Install a network comprised of point to point (ptp) and point to multi-point (PTMP) dishes connected over non-licensed spectrum (none required). The goal is two-fold. One is to provide a few of the rural kids with equal quality access to the internet, comparable to their friends in the city. Two, is to build a network for shared services such as security, gaming for the kids, etc so the properties aren't quite so isolated.
Digging the first hole
The foundation is 66x66x48 (inches), that 122^3 feet
The 1025 worked as a pack mule, hauling wood, tools, and refreshments to the site in the woods.
(yeah, I know, ugly but hey, it worked)
We framed up the hole and used the 1025 to haul the cement down the freshly cut road. What started as frozen ground a few days ago during the dig and cutting the road turned into a slimy covering of mud over frozen ground by the time we started hauling concrete as the temperature was rising throughout the day. The 1025 was dancing, literally sliding on the thin layer of thawed mud on top of the frozen ground. wheeeee!

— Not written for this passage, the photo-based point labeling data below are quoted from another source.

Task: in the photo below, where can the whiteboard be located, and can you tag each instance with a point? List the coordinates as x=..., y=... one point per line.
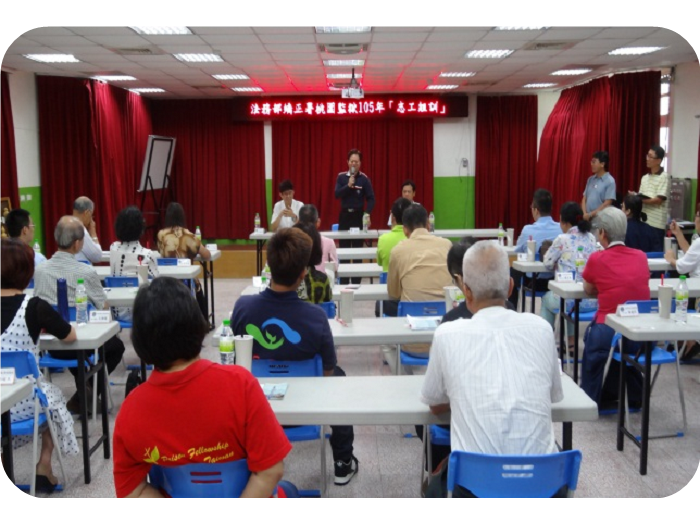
x=158, y=162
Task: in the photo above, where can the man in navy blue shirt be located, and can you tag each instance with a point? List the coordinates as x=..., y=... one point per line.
x=286, y=328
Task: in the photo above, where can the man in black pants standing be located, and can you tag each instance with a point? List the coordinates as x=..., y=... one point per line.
x=353, y=187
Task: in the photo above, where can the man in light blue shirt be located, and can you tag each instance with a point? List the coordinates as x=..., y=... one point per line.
x=544, y=228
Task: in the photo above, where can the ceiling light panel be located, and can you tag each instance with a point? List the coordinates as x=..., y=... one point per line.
x=161, y=30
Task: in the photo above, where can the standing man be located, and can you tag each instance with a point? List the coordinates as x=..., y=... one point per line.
x=600, y=188
x=654, y=191
x=286, y=211
x=20, y=225
x=83, y=210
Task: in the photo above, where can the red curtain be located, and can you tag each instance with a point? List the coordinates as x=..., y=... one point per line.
x=93, y=139
x=311, y=154
x=8, y=164
x=219, y=165
x=618, y=114
x=506, y=156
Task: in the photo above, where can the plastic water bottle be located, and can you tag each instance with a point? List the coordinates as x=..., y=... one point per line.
x=226, y=346
x=682, y=301
x=580, y=264
x=81, y=303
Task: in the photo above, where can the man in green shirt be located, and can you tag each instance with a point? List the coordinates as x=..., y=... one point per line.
x=386, y=243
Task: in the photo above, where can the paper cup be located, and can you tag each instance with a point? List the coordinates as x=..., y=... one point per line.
x=666, y=294
x=347, y=297
x=244, y=351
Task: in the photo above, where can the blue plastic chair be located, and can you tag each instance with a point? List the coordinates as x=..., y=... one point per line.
x=329, y=308
x=417, y=309
x=659, y=357
x=265, y=368
x=507, y=476
x=25, y=365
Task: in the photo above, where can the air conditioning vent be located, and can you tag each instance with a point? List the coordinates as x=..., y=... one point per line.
x=549, y=46
x=343, y=49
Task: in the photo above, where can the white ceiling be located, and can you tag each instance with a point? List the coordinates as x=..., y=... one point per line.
x=287, y=60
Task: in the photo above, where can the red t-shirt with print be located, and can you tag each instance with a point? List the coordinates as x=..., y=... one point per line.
x=204, y=413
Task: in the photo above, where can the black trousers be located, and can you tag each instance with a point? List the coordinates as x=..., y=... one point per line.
x=346, y=220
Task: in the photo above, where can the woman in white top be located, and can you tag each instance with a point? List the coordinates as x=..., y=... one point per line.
x=126, y=255
x=575, y=238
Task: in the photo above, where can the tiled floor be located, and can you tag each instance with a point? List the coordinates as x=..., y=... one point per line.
x=390, y=462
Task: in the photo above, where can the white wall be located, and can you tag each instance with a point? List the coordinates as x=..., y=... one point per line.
x=685, y=124
x=24, y=115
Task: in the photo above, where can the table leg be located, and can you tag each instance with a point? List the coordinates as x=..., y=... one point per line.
x=8, y=468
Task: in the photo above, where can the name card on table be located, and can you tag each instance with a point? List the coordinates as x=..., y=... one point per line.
x=564, y=276
x=627, y=310
x=100, y=317
x=7, y=376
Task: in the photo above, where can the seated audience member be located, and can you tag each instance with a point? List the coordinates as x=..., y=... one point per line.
x=689, y=265
x=190, y=410
x=20, y=225
x=561, y=256
x=83, y=210
x=615, y=275
x=22, y=319
x=544, y=228
x=69, y=236
x=408, y=191
x=176, y=241
x=126, y=255
x=308, y=214
x=286, y=328
x=497, y=374
x=316, y=287
x=640, y=235
x=286, y=211
x=386, y=243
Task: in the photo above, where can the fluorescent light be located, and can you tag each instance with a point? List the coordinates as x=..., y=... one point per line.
x=343, y=28
x=521, y=27
x=161, y=30
x=231, y=77
x=571, y=72
x=198, y=57
x=53, y=58
x=456, y=75
x=343, y=63
x=634, y=50
x=114, y=78
x=489, y=53
x=340, y=76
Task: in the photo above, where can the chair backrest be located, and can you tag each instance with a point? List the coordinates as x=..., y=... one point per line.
x=121, y=282
x=422, y=309
x=202, y=480
x=525, y=476
x=650, y=306
x=329, y=308
x=312, y=367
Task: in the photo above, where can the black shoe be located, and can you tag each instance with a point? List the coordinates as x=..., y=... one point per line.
x=344, y=471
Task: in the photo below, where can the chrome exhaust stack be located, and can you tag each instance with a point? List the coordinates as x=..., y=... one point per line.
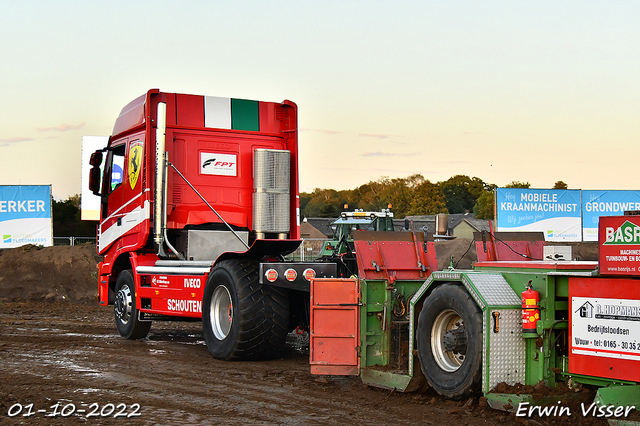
x=271, y=192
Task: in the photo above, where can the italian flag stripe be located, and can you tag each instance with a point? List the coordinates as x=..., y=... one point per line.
x=227, y=113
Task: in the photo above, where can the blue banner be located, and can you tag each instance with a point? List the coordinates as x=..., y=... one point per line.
x=605, y=203
x=555, y=212
x=25, y=216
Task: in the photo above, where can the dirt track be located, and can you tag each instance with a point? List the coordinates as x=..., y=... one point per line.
x=66, y=352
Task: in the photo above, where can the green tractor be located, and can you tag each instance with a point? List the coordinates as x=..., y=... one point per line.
x=350, y=222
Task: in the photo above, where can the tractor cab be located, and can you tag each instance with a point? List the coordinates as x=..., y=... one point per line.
x=350, y=222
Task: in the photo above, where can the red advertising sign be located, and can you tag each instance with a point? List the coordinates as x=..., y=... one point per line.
x=619, y=244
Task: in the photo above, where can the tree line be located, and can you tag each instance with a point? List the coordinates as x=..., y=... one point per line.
x=411, y=196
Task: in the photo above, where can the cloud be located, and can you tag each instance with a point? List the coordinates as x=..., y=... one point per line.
x=14, y=140
x=64, y=127
x=371, y=135
x=389, y=154
x=323, y=131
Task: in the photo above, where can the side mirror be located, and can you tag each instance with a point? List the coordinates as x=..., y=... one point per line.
x=94, y=178
x=96, y=159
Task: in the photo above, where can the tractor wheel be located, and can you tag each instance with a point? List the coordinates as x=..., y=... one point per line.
x=125, y=311
x=449, y=340
x=242, y=319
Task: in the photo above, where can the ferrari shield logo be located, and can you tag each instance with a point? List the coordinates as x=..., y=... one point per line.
x=135, y=160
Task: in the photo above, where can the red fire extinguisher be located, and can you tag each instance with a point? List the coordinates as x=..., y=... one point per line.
x=530, y=311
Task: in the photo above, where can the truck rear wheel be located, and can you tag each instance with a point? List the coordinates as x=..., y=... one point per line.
x=242, y=319
x=449, y=340
x=125, y=311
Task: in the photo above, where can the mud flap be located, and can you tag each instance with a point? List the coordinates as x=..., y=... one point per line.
x=334, y=347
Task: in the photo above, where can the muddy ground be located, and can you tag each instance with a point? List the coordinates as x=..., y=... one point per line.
x=58, y=347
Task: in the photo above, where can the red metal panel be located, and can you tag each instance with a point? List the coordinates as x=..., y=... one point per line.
x=334, y=335
x=390, y=256
x=604, y=339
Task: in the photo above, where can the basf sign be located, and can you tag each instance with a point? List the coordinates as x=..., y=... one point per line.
x=555, y=212
x=605, y=203
x=25, y=216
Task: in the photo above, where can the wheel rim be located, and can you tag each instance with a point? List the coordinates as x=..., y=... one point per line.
x=221, y=312
x=445, y=322
x=123, y=304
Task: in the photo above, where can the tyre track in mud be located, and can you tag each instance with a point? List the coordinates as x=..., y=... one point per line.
x=72, y=353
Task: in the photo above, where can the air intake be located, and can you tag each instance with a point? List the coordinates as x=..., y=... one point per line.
x=271, y=192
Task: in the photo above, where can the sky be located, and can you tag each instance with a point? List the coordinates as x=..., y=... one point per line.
x=505, y=91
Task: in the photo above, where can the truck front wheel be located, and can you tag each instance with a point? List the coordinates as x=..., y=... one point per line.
x=242, y=319
x=125, y=311
x=449, y=340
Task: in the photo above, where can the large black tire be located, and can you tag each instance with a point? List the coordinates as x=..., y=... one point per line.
x=242, y=319
x=125, y=311
x=451, y=360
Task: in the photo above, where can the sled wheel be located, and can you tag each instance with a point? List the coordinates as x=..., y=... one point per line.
x=241, y=318
x=449, y=340
x=125, y=311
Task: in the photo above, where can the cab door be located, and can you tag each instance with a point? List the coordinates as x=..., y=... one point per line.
x=125, y=212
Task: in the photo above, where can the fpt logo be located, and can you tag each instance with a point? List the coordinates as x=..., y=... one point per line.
x=628, y=234
x=212, y=163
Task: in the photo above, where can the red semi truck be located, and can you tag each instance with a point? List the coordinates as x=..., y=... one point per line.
x=199, y=204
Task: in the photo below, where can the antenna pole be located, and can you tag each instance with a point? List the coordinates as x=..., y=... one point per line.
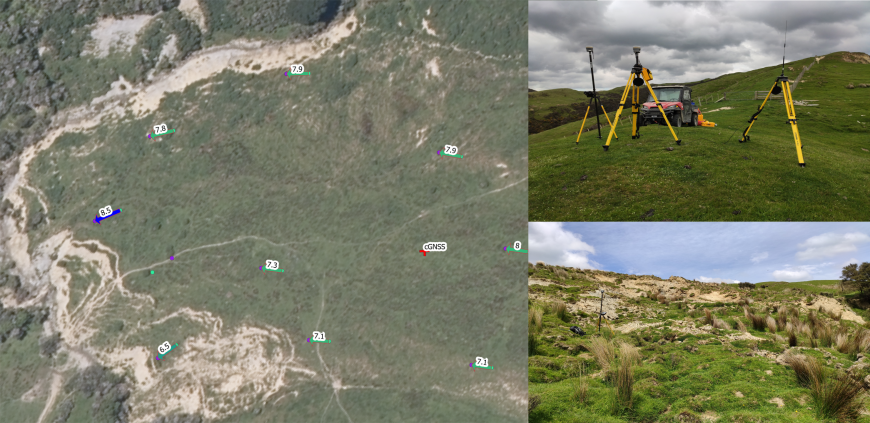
x=600, y=310
x=784, y=38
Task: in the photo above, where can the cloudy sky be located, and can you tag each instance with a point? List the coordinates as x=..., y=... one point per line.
x=683, y=40
x=708, y=252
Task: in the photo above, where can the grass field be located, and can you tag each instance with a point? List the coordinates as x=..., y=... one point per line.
x=711, y=176
x=686, y=369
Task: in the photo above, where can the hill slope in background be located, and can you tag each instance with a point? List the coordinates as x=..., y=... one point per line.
x=711, y=176
x=694, y=351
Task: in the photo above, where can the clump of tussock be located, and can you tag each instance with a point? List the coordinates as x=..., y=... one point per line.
x=580, y=389
x=808, y=370
x=782, y=318
x=534, y=402
x=624, y=383
x=838, y=397
x=813, y=320
x=771, y=324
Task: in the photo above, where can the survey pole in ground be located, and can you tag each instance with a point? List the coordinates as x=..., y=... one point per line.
x=600, y=310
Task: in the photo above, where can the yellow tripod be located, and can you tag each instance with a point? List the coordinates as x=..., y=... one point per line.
x=587, y=114
x=638, y=77
x=789, y=108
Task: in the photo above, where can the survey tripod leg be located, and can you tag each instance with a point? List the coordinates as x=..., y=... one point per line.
x=582, y=124
x=792, y=120
x=619, y=111
x=789, y=108
x=754, y=117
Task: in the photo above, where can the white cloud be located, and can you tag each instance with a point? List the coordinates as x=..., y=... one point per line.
x=801, y=273
x=716, y=280
x=792, y=275
x=757, y=258
x=831, y=244
x=551, y=243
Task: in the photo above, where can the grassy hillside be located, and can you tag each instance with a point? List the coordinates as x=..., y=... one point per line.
x=674, y=355
x=712, y=176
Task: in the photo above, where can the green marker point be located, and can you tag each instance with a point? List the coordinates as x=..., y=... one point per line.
x=167, y=132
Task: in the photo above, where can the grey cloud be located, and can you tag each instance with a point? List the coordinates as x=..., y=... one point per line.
x=683, y=40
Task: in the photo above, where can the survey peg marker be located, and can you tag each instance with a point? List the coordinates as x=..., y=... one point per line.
x=98, y=219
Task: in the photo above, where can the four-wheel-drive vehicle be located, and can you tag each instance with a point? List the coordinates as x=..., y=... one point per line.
x=676, y=101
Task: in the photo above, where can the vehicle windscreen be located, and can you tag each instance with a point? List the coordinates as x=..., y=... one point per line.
x=666, y=94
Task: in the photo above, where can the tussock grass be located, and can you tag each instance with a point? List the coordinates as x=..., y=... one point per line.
x=624, y=383
x=533, y=344
x=771, y=324
x=839, y=398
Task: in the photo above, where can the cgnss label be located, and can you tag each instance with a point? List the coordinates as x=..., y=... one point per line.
x=435, y=246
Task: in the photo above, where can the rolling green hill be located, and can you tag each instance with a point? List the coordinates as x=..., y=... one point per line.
x=683, y=351
x=712, y=176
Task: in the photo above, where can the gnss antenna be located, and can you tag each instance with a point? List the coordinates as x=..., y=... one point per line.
x=784, y=38
x=783, y=88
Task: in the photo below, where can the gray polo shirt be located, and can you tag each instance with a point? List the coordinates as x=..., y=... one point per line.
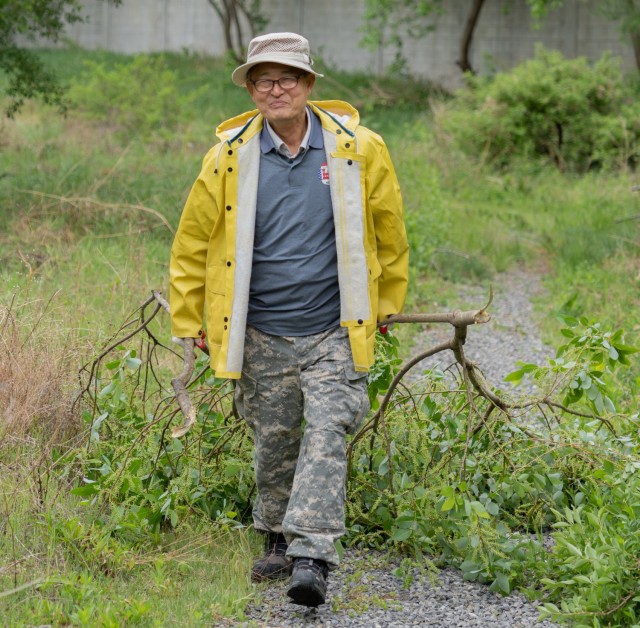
x=294, y=279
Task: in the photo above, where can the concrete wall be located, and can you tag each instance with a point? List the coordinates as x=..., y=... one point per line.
x=333, y=28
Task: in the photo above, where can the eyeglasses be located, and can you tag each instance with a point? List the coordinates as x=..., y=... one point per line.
x=286, y=82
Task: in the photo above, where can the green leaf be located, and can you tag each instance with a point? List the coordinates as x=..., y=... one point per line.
x=401, y=534
x=85, y=491
x=504, y=585
x=448, y=504
x=107, y=390
x=133, y=363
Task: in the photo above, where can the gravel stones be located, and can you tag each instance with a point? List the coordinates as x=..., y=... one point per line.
x=365, y=590
x=364, y=593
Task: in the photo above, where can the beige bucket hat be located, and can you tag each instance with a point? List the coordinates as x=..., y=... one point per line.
x=286, y=48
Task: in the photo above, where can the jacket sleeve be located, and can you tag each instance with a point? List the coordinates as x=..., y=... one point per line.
x=385, y=203
x=188, y=264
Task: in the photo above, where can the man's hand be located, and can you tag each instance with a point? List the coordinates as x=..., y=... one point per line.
x=185, y=343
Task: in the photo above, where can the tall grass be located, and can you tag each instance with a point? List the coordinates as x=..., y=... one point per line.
x=87, y=214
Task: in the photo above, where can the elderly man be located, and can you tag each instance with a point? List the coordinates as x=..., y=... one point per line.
x=292, y=241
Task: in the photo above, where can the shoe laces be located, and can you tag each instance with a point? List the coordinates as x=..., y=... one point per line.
x=312, y=564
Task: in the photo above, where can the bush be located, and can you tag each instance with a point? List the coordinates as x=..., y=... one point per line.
x=577, y=116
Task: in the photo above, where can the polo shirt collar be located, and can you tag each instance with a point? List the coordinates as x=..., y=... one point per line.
x=270, y=140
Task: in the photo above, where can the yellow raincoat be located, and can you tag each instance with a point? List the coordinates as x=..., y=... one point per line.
x=212, y=252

For anyone who cares to try this, the 48" bucket can handle a full load no issue, just be careful as it tends to slosh around
Filling the hole
121 cubic feet doesn't sound like a lot, it was 25 round trips with the tractor between the truck and the hole. That's 25 trips I didn't have to make with a wheelbarrow (which would have been more like 50-60 trips) more importantly it was 18000 pounds or 9 tons that I didn't have to schlep by hand. The little tractor did really well.
Placing the antenna base
Made a foam cap for the concrete so it could stay warm while it set. I checked the temperature and it was right at 55 degrees so it was doing okay, the foam cap is there as more insurance.
Then made a plastic cover to keep the heat in and the frost out.
The tower will be 66+' tall when completed. This will allow it to have full visibility above the neighboring trees and to the land across the little valley. When complete, this will be the core of connectivity for several properties which average 5-10 miles away from this antenna. The current proof of concept setup is rock solid at 6 miles and I can 'see' other radios on the same spectrum out about 15 miles away but too low level in signal to be of concern.
Once we have the main tower built then we go back into town to build out the source dish. The source dish will be on top of a commercial property who has been kind enough to let us use their roof space. The local internet provider has agreed to provide us with bandwidth up to 350Mb/s but it is unlikely we will get that full bandwidth given the equipment we are using but we will get close, probably in the 220Mb/s plus range. We could go much faster but the costs start to go up dramatically.
There were a few questions in the 'what did you do with your scut..' thread so I have copied the posting here and will answer any questions that may come up in this thread.